Hampshire College Alum Aidn White 15F is Changing the Narrative in Early Childhood Education
This early learning teacher rejects the term ‘daycare’ — a word often used to diminish the work of teachers in early childhood — instead, he wants you to take note of how fundamental the care element is in a classroom environment.
Hampshire alum Aidn White 15F teaches infants and toddlers in a mixed-age classroom in Amherst, Massachusetts. In a recent interview with Teachers in Their Power, a storytelling project focused on changing the narrative about the teaching profession, White shares his background, passion for education, and journey into policy advocacy as a Teach Plus senior fellow.
White grew up in Wisconsin and moved to Massachusetts to attend Hampshire. While here, in addition to studying educational policy and philosophy, White took a work-study job at Hampshire’s Early Learning Center on campus. “I walked into the classroom and was greeted by the children… I rocked babies to sleep,” he recalled. “It only took me three or four shifts before I realized, ‘This is what I’m going to do with the rest of my life.’”
Currently, White works in a classroom with children 15 months and under. He focuses a lot on social and emotional learning, which includes teaching kids how to communicate, understand emotions, and respond to feelings appropriately.
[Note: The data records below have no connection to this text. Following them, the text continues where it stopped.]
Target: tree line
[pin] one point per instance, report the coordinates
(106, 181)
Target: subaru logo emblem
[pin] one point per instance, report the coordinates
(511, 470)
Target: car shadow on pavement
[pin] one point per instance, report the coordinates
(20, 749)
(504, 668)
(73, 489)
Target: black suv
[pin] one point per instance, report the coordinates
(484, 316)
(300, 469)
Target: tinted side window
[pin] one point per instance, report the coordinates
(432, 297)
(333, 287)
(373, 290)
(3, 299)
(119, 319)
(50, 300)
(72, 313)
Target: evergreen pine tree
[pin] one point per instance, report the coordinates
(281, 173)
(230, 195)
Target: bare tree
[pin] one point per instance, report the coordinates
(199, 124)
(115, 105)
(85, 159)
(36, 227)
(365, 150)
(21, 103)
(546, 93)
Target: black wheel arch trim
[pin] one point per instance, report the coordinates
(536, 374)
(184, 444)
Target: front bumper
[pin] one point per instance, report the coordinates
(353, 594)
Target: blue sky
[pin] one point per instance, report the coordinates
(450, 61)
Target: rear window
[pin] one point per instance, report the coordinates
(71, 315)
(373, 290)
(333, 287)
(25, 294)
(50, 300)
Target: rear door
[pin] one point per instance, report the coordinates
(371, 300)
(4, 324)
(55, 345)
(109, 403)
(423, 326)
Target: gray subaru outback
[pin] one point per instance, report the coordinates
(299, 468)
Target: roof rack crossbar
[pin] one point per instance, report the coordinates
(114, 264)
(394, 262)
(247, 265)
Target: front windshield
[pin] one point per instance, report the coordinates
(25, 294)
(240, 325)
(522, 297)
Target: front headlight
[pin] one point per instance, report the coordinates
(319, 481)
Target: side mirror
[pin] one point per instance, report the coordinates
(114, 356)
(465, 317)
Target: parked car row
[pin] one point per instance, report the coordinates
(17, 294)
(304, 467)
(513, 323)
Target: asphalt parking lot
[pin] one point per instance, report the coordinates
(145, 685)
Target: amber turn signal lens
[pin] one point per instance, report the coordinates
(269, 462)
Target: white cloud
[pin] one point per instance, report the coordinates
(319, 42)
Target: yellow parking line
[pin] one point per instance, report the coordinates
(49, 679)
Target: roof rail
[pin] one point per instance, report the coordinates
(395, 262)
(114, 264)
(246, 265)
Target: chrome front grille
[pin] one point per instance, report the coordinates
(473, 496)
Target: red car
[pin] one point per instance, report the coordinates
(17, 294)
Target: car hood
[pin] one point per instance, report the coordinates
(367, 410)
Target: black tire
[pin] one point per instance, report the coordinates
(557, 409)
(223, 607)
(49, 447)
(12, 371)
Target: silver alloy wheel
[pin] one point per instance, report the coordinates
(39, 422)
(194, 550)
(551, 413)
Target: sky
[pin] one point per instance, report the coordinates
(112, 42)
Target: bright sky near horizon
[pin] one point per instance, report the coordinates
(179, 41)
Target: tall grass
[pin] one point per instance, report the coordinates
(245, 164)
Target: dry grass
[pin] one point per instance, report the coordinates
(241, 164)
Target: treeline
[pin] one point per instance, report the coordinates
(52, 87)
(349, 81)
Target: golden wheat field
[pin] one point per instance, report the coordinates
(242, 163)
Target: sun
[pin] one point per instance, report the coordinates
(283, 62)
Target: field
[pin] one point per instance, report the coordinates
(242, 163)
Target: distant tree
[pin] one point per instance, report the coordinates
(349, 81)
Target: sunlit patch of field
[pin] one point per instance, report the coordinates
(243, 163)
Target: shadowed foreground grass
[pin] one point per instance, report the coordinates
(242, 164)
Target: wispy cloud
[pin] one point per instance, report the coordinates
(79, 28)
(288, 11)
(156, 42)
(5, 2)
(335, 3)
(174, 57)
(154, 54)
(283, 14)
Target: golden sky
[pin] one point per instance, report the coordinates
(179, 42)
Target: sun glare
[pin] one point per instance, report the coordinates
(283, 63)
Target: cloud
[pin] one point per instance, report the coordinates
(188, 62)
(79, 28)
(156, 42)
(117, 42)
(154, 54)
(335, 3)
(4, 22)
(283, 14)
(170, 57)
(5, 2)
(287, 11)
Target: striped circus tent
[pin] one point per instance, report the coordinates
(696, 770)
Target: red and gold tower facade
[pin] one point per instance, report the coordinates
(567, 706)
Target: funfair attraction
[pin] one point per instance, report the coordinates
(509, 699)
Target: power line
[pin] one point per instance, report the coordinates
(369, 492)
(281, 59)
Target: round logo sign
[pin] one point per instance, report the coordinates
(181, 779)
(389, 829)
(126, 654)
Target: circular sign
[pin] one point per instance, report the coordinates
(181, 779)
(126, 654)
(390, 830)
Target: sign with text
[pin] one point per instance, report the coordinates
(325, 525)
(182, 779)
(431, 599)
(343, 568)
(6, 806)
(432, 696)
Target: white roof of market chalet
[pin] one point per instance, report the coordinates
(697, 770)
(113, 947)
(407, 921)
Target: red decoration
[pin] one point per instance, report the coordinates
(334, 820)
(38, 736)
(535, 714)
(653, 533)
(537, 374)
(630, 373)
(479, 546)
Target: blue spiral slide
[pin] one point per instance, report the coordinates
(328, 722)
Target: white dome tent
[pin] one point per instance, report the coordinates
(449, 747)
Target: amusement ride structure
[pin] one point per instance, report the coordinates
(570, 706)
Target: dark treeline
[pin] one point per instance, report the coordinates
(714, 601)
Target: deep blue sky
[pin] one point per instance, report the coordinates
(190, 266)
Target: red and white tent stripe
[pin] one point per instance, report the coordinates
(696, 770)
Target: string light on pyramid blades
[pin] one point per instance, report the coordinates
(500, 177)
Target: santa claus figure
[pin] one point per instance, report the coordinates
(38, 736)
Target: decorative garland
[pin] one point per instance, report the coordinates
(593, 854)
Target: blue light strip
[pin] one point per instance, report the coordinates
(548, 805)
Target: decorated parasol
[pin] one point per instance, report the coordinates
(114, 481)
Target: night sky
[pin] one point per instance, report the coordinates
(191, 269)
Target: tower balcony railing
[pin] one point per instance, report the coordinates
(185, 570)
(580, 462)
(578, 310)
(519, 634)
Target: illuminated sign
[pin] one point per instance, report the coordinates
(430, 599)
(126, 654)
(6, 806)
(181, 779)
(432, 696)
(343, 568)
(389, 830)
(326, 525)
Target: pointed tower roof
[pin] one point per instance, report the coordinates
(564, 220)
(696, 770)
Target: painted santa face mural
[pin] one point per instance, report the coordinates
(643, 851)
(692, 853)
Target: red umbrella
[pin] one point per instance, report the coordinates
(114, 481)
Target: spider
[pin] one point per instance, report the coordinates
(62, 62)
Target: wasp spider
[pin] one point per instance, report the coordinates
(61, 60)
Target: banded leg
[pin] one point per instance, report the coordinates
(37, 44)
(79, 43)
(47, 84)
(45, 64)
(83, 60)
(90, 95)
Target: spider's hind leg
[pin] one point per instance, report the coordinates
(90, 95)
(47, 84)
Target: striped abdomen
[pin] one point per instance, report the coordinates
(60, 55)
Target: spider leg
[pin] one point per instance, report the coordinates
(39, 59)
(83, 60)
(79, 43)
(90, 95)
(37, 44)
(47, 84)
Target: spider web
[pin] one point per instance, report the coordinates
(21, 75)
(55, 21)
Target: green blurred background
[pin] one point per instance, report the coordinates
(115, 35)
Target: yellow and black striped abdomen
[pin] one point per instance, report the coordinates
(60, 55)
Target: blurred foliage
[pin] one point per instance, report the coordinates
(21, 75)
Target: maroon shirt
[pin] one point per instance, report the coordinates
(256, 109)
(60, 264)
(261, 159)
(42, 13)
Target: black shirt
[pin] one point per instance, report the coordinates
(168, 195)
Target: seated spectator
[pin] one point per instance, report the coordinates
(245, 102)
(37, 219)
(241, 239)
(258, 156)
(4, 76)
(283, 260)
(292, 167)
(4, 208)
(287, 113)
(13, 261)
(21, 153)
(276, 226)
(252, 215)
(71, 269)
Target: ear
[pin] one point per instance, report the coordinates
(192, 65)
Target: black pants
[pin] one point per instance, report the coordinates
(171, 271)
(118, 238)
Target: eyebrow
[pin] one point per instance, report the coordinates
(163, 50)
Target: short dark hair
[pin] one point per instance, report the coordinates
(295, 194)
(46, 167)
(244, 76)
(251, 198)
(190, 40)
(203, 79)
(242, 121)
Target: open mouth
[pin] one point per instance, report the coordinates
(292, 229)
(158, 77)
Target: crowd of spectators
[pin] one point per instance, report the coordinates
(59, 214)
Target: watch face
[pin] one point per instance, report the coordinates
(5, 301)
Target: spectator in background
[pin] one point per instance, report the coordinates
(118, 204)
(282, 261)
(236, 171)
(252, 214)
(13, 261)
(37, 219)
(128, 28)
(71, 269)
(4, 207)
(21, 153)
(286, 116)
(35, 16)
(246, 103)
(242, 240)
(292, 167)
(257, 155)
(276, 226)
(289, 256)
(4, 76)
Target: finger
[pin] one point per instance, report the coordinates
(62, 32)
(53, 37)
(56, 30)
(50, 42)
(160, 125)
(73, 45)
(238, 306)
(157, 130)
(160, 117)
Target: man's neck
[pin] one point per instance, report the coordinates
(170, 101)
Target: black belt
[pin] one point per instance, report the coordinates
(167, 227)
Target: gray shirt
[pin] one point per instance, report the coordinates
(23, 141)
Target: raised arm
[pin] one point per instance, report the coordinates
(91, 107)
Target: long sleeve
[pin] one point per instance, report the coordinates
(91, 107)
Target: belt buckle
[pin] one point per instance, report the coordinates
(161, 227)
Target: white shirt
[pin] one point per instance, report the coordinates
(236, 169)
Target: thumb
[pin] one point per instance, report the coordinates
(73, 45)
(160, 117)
As a biracial, queer/trans, and disabled educator, White prioritizes creating welcoming classroom spaces that foster honest conversation in which providing help, care, and community to families of young children is paramount.
"The fact that people continue to do care work and teaching work, despite how that work is viewed in society, says something about human nature,” White said. “There is inherent goodness in people. People are good, and people help other people. And that is something to be respected, and not something to be looked down on the way that society has told us that it should be devalued.”